Question

assessing de novo Trinity assembly quality

2

Entering edit mode

7.8 years ago

trish0401 ▴ 20

I used Trinity to make a de novo transcriptome assembly for 1 human sample (I will be using more samples later, this is just the test run). I want to assess the quality of the transcriptome. I've aligned the reads to the transcriptome using Bowtie and have an alignment of ~80%. Does 80% alignment imply that the transcriptome assembly was successful?

I wanted to also align my transcriptome (the Trinity.fasta output file) to the human reference genome, but the keep receiving errors related to the format of the Trinity.fasta file. Does anyone have any advice as to how to alter the Trinity.fasta file to make it compatible with Bowtie/Bowtie2? Or is there a different output file (in trinity_out_dir) that would be more appropriate?

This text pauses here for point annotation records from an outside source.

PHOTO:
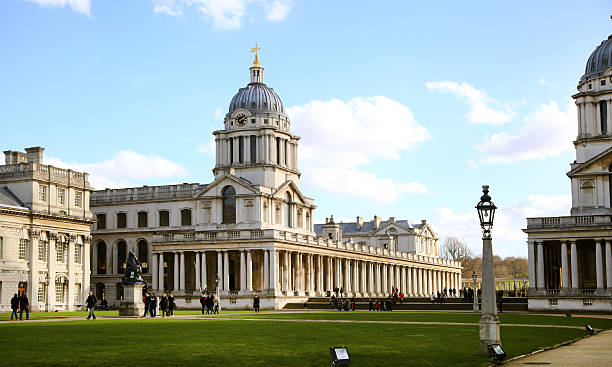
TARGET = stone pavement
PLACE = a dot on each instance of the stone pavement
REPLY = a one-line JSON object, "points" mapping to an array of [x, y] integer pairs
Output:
{"points": [[594, 351]]}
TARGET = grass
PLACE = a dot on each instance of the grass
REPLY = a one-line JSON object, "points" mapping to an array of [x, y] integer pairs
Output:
{"points": [[209, 341]]}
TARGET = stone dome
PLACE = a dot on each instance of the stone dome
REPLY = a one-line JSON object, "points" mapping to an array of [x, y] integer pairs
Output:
{"points": [[599, 61], [257, 96]]}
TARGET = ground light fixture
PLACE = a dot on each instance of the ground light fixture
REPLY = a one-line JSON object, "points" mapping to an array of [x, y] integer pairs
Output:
{"points": [[496, 353], [339, 356]]}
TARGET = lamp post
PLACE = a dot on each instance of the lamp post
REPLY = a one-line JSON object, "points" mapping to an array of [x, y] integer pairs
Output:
{"points": [[474, 294], [489, 321]]}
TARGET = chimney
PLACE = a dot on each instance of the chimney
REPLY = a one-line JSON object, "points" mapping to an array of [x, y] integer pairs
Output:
{"points": [[34, 154], [359, 223]]}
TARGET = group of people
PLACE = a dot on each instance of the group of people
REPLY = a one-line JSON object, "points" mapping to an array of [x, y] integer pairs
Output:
{"points": [[210, 304], [20, 303], [166, 304]]}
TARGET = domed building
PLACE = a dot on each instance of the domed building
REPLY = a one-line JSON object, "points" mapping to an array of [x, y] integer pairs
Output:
{"points": [[570, 259], [250, 231]]}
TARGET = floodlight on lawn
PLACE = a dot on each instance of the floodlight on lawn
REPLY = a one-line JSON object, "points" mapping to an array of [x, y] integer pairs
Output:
{"points": [[496, 353], [339, 356]]}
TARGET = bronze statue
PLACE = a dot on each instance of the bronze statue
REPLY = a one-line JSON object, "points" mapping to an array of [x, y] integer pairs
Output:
{"points": [[133, 270]]}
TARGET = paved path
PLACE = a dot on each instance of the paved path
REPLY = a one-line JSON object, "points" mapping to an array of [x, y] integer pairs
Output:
{"points": [[593, 351]]}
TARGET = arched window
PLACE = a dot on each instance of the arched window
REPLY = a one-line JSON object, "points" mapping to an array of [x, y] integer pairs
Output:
{"points": [[288, 210], [121, 256], [229, 205], [101, 254], [143, 255]]}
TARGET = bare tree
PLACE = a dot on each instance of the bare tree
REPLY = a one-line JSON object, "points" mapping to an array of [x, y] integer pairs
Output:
{"points": [[455, 249]]}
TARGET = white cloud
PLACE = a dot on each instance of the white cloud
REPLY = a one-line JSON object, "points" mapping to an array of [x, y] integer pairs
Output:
{"points": [[225, 14], [508, 225], [338, 137], [547, 132], [477, 99], [81, 6], [123, 169]]}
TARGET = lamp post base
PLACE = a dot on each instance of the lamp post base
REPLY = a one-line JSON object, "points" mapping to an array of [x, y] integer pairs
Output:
{"points": [[489, 333]]}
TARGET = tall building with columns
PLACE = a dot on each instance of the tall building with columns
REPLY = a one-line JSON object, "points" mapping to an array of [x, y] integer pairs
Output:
{"points": [[570, 259], [44, 232], [251, 230]]}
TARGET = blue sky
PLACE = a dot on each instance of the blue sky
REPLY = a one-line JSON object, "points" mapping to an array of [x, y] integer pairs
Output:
{"points": [[405, 109]]}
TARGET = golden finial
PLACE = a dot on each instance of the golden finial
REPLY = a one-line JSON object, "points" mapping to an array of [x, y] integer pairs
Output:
{"points": [[255, 49]]}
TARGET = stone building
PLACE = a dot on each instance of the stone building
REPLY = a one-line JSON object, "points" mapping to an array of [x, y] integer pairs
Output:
{"points": [[44, 232], [251, 230], [570, 260]]}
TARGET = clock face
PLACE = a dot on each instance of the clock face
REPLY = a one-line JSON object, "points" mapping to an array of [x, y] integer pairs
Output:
{"points": [[241, 120]]}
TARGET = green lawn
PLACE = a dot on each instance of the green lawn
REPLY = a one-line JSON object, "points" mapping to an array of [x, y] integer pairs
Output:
{"points": [[209, 341]]}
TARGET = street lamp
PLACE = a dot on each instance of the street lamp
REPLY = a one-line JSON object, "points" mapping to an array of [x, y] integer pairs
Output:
{"points": [[474, 294], [489, 321]]}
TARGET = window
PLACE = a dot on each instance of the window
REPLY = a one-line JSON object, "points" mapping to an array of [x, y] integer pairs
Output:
{"points": [[42, 250], [142, 219], [164, 218], [186, 217], [101, 221], [23, 248], [42, 193], [253, 149], [78, 199], [121, 220], [61, 196], [229, 205], [78, 249]]}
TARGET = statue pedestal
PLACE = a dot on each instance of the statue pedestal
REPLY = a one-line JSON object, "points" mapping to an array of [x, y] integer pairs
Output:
{"points": [[132, 304]]}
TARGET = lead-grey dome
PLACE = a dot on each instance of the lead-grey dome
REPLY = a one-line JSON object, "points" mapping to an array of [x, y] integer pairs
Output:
{"points": [[257, 96], [599, 61]]}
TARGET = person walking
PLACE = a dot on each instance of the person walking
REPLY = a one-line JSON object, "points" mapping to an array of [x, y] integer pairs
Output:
{"points": [[14, 306], [91, 305], [171, 304], [24, 305]]}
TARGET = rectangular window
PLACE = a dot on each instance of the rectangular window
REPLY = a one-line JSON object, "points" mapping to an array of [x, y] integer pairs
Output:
{"points": [[77, 253], [78, 199], [603, 112], [42, 193], [121, 220], [164, 218], [23, 249], [143, 219], [253, 149], [42, 250], [101, 221], [61, 196]]}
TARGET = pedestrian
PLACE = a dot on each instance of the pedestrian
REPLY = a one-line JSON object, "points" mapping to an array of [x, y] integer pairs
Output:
{"points": [[171, 304], [153, 305], [24, 305], [14, 306], [256, 303], [147, 301], [163, 305], [91, 305]]}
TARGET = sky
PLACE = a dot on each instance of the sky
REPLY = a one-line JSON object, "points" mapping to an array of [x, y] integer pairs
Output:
{"points": [[404, 108]]}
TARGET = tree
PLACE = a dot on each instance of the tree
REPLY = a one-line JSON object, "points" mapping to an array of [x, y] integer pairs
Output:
{"points": [[456, 250]]}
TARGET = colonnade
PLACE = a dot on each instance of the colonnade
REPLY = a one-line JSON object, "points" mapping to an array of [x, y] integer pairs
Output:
{"points": [[296, 273]]}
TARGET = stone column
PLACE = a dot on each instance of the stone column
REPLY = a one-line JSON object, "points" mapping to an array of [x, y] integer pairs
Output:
{"points": [[176, 271], [564, 266], [249, 272], [574, 259], [599, 264], [540, 279], [155, 268], [198, 269]]}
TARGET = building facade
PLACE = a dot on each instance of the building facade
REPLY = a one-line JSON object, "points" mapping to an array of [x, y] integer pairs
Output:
{"points": [[251, 230], [44, 232], [570, 259]]}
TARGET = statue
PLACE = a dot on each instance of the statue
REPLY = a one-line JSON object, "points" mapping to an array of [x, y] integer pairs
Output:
{"points": [[133, 270]]}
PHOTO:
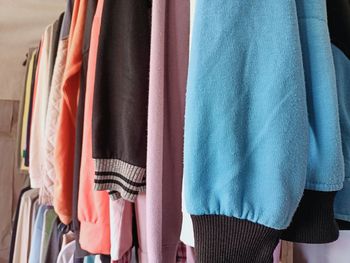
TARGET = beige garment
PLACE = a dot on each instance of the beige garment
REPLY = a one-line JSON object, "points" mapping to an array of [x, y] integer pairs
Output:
{"points": [[25, 108], [37, 135], [21, 25], [53, 111], [24, 226], [10, 181]]}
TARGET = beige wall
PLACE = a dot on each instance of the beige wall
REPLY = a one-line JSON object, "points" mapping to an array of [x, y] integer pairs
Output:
{"points": [[22, 23]]}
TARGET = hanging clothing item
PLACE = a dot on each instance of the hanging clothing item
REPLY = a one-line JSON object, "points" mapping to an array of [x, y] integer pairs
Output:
{"points": [[67, 253], [120, 99], [26, 105], [339, 26], [48, 228], [187, 235], [35, 247], [120, 212], [46, 190], [91, 8], [15, 223], [41, 96], [93, 206], [53, 108], [64, 150], [31, 105], [243, 169], [168, 72], [24, 226]]}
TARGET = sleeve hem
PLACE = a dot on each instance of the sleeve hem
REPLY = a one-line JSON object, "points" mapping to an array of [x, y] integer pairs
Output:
{"points": [[221, 238], [121, 179], [313, 222]]}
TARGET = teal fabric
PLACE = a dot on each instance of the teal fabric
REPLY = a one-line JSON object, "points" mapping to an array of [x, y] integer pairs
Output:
{"points": [[342, 66], [261, 110], [326, 164]]}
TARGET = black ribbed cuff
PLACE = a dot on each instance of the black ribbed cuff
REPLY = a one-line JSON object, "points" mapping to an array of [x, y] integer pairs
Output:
{"points": [[222, 239], [313, 222], [343, 225]]}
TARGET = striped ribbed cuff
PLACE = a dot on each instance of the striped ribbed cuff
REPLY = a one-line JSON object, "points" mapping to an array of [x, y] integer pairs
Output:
{"points": [[343, 225], [227, 239], [313, 222], [121, 179]]}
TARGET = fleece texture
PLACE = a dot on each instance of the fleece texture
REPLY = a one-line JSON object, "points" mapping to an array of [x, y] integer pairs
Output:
{"points": [[261, 121], [342, 66], [326, 164]]}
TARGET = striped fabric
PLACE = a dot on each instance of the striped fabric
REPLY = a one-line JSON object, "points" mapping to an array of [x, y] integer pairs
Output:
{"points": [[121, 179], [181, 253]]}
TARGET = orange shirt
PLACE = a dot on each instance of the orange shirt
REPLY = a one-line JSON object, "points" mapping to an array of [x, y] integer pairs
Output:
{"points": [[64, 152], [93, 206]]}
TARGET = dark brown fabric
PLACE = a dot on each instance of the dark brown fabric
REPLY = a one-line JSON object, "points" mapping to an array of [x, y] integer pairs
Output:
{"points": [[223, 239], [121, 84], [339, 24], [313, 222]]}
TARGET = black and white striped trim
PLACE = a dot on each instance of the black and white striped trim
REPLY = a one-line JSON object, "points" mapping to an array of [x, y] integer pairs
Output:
{"points": [[121, 179]]}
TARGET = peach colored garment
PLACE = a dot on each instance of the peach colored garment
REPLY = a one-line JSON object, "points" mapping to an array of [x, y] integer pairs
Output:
{"points": [[64, 152], [93, 206]]}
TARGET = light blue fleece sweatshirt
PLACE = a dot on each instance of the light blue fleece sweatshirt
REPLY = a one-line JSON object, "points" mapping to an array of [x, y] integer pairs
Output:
{"points": [[261, 121], [342, 66]]}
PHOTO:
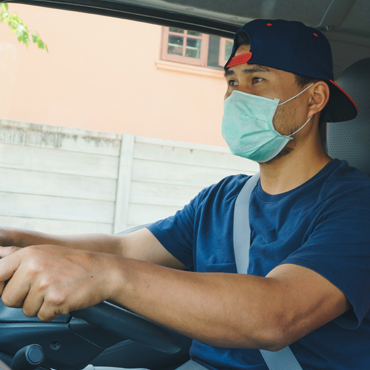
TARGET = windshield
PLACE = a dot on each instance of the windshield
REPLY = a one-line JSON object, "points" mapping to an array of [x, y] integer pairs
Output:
{"points": [[118, 124]]}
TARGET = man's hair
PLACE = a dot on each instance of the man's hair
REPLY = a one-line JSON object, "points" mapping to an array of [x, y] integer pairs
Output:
{"points": [[243, 39]]}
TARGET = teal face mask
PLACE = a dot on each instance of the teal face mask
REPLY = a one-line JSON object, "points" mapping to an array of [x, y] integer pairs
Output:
{"points": [[248, 129]]}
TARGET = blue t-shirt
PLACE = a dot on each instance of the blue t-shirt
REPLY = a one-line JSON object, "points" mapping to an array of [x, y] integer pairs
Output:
{"points": [[323, 225]]}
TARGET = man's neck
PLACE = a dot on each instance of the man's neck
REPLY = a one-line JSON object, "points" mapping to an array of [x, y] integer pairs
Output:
{"points": [[294, 169]]}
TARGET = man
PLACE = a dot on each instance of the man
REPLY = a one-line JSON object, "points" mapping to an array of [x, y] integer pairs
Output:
{"points": [[309, 267]]}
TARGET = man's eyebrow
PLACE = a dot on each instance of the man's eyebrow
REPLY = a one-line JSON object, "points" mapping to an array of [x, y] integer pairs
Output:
{"points": [[229, 72]]}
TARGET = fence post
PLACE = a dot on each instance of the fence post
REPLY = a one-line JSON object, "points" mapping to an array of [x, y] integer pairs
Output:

I am very new at this - any help would be greatly appreciated! -Trish

If it is helpful, I have already run the TrinityStats.pl:

Counts of transcripts, etc.

Total trinity 'genes':  109,215
Total trinity transcripts:  115,144
Percent GC: 45.72


Stats based on ALL transcript contigs:


    Contig N10: 2666
    Contig N20: 1782
    Contig N30: 1251
    Contig N40: 883
    Contig N50: 639

    Median contig length: 321
    Average contig: 518.17
    Total assembled bases: 59,664,141

 Stats based on ONLY LONGEST ISOFORM per 'GENE':

    Contig N10: 2366
    Contig N20: 1548
    Contig N30: 1082
    Contig N40: 772
    Contig N50: 570

    Median contig length: 315
    Average contig: 488.92
    Total assembled bases: 53,397,469

RNA-Seq de novo transcriptome assembly • 3.4k views

ADD COMMENT • link updated 6.0 years ago by Biostar 20 • written 7.8 years ago by trish0401 ▴ 20

score 2 · Answer 1 · 2016-07-12

It really depends on the quality of your reads whether 80% is a good number - if you have many very short reads, or reads of a low to average quality, then even with a perfect genome you'll only see 70-90% align. Software like FASTQC can tell you of the quality of your reads. I'd say 80% is a reasonable number, and the Trinity wiki agrees: "A typical Trinity transcriptome assembly will have the vast majority of all reads mapping back to the assembly, and ~70-80% of the mapped fragments found mapped as proper pairs." Furthermore, by default bowtie1 uses an insert size of 0 to 250, so if your read library is partially outside that insert size you may not see those reads align.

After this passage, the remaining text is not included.